Comment saint Benoît a-t -il osé s’attaquer à l’organisation du vivre ensemble? Tout un chacun sait que c’est la chose la plus difficile au monde. Et avouez que c’était plus commode au désert quand chaque moine avait son ermitage et que les uns et les autres se rencontraient uniquement le dimanche pour l’eucharistie et quelques échanges spirituels.
Mais déjà le Christ avait choisi des apôtres incompatibles : zélotes, publicains, arrivistes, effacés, colériques, sensibles,…
Et aujourd’hui pour former une communauté monastique, il va en chercher un dans sa pharmacie, l’autre dans les cafés de Charleroi, un autre encore en son travail de prêtre diocésain, l’un au Pérou, l’autre à Paris, et même une femme, alors où allons-nous?
Plus largement dans le monde d’aujourd’hui, comment vivre ensemble dans une société fracturée et divisée? Société où chacun campe sur ses positions, est persuadé d’avoir raison et n’hésite pas à rejeter celui ou celle qui ne partage pas son point de vue.
Pour résoudre ce problème, saint Benoît a une arme secrète : l’humilité.
» Qui s’élève sera abaissé. » Comprenez : Si je ne crois qu’en moi, en mes capacités, mes forces, si je n’accepte que ceux qui me renvoient une image positive de moi-même, ou ceux que je peux utiliser à ma guise, si je m’enferme dans mes émotions, la voix unique de ma propre compréhension, si je crois pouvoir devenir Dieu sans Dieu et sans les autres, un jour ou l’autre, une faille va apparaître en moi, devenir béance et me faire mordre la poussière.

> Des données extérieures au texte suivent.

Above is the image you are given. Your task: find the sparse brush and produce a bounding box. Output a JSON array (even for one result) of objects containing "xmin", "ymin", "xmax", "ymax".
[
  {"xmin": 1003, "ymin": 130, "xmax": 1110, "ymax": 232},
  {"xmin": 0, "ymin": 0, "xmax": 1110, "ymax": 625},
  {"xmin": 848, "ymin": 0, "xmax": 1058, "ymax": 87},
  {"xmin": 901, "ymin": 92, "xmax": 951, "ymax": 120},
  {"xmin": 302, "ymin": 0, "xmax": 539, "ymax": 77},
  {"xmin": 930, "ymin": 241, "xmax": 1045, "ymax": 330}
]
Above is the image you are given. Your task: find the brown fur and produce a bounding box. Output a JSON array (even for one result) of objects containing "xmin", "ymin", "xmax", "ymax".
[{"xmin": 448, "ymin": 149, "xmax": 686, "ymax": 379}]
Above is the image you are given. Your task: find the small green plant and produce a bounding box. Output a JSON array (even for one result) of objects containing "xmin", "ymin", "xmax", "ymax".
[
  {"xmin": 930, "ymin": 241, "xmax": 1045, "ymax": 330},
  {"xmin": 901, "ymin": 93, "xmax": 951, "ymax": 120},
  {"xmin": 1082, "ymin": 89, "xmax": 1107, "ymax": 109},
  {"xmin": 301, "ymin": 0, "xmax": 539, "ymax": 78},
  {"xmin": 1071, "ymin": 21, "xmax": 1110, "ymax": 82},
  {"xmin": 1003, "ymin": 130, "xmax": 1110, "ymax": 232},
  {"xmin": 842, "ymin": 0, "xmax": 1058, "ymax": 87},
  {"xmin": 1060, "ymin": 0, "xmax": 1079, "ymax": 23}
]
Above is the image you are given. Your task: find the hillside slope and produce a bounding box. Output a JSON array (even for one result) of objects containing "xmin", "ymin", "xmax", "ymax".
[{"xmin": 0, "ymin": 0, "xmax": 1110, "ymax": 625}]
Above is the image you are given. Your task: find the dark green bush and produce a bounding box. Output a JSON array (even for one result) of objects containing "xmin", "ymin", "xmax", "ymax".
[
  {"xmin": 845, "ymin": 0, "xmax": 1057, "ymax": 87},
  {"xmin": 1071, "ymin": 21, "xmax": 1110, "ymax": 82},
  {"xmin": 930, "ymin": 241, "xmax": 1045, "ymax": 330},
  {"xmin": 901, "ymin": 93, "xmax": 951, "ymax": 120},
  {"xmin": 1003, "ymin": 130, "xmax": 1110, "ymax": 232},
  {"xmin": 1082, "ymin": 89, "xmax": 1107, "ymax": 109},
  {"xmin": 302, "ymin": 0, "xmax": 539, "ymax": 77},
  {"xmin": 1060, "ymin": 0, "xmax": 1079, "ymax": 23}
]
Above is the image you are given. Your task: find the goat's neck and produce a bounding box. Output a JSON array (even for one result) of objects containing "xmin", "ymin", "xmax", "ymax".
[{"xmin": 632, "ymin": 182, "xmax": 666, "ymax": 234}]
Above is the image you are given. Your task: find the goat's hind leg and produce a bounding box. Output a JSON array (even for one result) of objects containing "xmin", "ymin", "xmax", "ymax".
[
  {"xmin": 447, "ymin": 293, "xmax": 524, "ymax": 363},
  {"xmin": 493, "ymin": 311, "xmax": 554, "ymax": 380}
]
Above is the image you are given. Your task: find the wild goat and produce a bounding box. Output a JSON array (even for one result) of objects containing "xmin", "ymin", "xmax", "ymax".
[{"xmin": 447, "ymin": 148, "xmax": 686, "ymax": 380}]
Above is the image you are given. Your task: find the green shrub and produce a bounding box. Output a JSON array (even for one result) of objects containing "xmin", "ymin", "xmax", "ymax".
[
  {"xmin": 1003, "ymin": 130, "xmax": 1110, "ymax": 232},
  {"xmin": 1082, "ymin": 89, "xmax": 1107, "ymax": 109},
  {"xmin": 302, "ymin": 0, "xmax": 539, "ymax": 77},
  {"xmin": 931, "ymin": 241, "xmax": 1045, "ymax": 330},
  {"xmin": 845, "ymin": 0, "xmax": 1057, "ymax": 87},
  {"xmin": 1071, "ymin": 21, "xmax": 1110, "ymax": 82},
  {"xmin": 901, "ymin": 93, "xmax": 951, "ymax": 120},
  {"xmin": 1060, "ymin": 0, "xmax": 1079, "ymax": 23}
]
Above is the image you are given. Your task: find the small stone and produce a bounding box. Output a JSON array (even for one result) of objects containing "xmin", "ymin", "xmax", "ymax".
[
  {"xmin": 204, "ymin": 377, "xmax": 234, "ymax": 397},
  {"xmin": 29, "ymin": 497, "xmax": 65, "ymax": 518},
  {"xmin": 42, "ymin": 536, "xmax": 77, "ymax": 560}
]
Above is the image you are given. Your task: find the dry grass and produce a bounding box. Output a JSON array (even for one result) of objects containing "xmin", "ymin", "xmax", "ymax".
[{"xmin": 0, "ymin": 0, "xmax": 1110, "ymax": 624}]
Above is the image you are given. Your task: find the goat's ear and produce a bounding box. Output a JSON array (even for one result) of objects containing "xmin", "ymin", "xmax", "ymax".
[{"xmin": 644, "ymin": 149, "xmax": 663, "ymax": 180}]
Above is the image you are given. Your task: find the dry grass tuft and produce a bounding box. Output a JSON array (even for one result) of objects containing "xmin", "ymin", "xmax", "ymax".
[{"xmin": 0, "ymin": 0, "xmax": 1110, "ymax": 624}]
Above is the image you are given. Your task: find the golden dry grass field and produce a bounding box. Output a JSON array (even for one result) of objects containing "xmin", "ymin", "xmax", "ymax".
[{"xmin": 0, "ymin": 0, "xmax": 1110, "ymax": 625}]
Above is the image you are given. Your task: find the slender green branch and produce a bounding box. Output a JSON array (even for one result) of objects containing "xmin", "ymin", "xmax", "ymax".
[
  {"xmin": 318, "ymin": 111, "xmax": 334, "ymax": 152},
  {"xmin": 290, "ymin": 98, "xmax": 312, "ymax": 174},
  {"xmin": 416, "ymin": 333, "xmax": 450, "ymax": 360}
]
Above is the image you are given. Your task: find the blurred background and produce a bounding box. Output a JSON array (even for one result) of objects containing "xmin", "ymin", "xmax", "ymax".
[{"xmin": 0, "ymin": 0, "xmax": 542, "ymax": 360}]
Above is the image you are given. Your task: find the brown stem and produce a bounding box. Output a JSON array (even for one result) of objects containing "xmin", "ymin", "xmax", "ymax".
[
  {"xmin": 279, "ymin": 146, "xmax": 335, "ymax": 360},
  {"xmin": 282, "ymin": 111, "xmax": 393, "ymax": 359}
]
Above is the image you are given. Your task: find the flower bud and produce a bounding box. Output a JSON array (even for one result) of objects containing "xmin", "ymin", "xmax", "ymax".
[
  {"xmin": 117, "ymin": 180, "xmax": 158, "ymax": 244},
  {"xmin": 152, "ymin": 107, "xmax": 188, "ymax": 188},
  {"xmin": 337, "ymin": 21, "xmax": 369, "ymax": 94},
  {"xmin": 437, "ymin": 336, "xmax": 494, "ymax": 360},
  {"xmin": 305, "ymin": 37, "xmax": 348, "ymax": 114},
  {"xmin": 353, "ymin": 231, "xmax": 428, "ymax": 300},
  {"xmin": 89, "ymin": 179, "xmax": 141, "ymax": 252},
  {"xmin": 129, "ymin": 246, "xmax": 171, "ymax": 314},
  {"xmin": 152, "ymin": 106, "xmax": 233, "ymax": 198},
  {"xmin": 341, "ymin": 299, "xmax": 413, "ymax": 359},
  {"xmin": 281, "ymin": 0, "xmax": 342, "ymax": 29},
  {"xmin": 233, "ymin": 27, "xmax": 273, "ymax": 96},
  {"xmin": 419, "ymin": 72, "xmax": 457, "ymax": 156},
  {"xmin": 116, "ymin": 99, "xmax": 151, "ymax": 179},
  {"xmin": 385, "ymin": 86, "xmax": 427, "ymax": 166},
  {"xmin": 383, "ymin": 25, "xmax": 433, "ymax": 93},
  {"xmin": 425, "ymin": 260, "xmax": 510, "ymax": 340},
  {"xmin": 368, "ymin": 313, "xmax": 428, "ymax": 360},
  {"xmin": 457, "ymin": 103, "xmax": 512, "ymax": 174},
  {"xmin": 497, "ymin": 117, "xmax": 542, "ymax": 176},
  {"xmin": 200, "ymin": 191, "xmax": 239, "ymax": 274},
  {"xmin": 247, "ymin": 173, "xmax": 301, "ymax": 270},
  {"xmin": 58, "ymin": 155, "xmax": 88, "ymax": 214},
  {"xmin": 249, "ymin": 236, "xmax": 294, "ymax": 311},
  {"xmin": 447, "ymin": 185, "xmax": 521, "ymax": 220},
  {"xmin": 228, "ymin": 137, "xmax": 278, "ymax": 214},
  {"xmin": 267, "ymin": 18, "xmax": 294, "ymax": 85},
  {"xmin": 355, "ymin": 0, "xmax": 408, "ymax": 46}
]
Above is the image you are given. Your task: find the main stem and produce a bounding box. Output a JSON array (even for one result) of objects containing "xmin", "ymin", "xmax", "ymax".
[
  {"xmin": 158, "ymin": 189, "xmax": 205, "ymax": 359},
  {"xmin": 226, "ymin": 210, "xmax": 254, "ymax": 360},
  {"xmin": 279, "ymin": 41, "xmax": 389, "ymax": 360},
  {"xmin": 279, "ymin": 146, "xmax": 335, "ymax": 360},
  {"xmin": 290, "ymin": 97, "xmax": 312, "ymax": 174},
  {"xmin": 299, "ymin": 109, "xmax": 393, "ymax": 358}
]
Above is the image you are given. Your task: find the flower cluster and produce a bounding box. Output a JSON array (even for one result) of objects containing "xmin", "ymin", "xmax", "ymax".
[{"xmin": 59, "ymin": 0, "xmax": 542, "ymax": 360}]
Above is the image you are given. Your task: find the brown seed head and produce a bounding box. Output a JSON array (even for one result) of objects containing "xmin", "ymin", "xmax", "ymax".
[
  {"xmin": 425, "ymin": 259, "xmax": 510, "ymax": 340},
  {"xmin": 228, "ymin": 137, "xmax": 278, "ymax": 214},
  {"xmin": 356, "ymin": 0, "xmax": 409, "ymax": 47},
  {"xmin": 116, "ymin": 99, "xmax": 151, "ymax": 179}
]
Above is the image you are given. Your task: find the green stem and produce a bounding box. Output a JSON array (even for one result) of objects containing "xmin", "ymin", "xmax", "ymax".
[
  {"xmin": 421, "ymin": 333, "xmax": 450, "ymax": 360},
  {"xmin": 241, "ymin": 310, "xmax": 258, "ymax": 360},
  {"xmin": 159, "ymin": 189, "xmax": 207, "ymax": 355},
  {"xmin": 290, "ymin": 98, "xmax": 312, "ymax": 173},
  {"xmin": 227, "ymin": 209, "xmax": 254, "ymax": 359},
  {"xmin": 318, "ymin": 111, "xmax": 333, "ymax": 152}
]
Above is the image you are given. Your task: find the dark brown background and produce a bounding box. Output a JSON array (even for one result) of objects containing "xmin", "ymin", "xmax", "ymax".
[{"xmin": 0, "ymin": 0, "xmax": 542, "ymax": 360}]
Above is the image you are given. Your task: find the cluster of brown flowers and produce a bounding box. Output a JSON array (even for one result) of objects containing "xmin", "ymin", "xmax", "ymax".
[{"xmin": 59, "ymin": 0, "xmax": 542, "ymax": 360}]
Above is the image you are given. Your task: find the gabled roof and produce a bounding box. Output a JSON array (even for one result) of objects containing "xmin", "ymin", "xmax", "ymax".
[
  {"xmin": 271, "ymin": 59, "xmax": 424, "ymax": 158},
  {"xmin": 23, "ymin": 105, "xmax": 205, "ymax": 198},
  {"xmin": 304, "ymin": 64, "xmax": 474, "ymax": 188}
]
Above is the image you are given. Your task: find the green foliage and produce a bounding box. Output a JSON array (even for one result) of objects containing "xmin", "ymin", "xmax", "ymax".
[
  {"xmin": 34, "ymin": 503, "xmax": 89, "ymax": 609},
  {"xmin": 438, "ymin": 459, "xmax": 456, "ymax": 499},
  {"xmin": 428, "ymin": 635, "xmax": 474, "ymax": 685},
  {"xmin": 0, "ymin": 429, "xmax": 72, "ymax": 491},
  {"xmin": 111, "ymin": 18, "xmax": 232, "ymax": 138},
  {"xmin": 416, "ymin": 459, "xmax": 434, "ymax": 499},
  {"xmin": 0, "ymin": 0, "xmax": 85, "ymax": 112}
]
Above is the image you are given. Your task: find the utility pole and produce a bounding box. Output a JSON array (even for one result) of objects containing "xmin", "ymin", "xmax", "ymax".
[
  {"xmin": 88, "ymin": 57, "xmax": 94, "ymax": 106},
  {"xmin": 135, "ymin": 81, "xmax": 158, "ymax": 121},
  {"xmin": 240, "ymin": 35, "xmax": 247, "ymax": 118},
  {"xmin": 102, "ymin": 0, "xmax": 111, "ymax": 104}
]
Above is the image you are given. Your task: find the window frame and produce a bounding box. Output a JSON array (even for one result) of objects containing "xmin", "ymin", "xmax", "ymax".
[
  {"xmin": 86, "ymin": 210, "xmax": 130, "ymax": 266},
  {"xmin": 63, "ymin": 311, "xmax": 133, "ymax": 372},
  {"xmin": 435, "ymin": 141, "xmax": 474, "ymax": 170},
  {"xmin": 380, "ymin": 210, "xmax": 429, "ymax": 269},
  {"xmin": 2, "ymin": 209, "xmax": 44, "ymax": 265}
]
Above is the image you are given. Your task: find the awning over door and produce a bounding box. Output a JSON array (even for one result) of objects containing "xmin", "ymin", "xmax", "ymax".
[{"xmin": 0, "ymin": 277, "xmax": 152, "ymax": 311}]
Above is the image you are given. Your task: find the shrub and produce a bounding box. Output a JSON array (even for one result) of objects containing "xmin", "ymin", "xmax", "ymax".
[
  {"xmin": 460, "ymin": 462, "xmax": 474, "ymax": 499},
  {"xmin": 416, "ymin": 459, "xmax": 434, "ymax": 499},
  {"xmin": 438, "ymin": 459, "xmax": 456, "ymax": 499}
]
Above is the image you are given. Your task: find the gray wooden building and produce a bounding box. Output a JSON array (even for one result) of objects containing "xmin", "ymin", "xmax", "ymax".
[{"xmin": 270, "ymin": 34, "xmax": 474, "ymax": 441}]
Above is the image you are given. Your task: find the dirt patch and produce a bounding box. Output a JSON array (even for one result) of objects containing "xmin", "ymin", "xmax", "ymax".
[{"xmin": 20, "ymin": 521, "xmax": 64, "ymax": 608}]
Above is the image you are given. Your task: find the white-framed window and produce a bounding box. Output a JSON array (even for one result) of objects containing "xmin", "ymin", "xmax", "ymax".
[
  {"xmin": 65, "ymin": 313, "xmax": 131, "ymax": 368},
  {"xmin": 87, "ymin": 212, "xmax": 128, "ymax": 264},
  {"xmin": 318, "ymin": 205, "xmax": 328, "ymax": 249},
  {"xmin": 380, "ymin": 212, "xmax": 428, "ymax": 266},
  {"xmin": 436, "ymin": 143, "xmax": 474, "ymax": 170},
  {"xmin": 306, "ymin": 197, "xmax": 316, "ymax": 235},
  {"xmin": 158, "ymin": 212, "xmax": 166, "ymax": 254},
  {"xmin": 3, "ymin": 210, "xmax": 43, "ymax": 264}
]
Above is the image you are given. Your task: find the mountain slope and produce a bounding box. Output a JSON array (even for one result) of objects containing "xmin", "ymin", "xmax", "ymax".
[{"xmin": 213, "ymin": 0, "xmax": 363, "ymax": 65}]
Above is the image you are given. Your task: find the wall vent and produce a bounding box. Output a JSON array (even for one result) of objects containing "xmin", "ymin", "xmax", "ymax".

Mais « Qui s’abaisse sera élevé. » Si je m’incline vers la terre et me courbe vers mon cœur, j’apprends à me recueillir et découvre qu’Il était déjà là, qu’avec Lui je peux enfin m’accepter tel que je suis et apprendre à accepter l’autre dans sa fragilité. L’humilité est comme une connaissance et une acceptation de nous-mêmes, qui nous remplit de gratitude envers Dieu, du fait même qu’il habite en nous. Je vis par là un décentrement. Je n’ai donc plus rien à prouver pour me donner le droit d’exister. Je peux laisser Dieu guider ma vie dans la confiance. Je découvre alors qu’il réside aussi dans le cœur de l’autre. Je n’ai plus à le combattre ou le repousser. Je puis petit à petit le comprendre à partir de Dieu.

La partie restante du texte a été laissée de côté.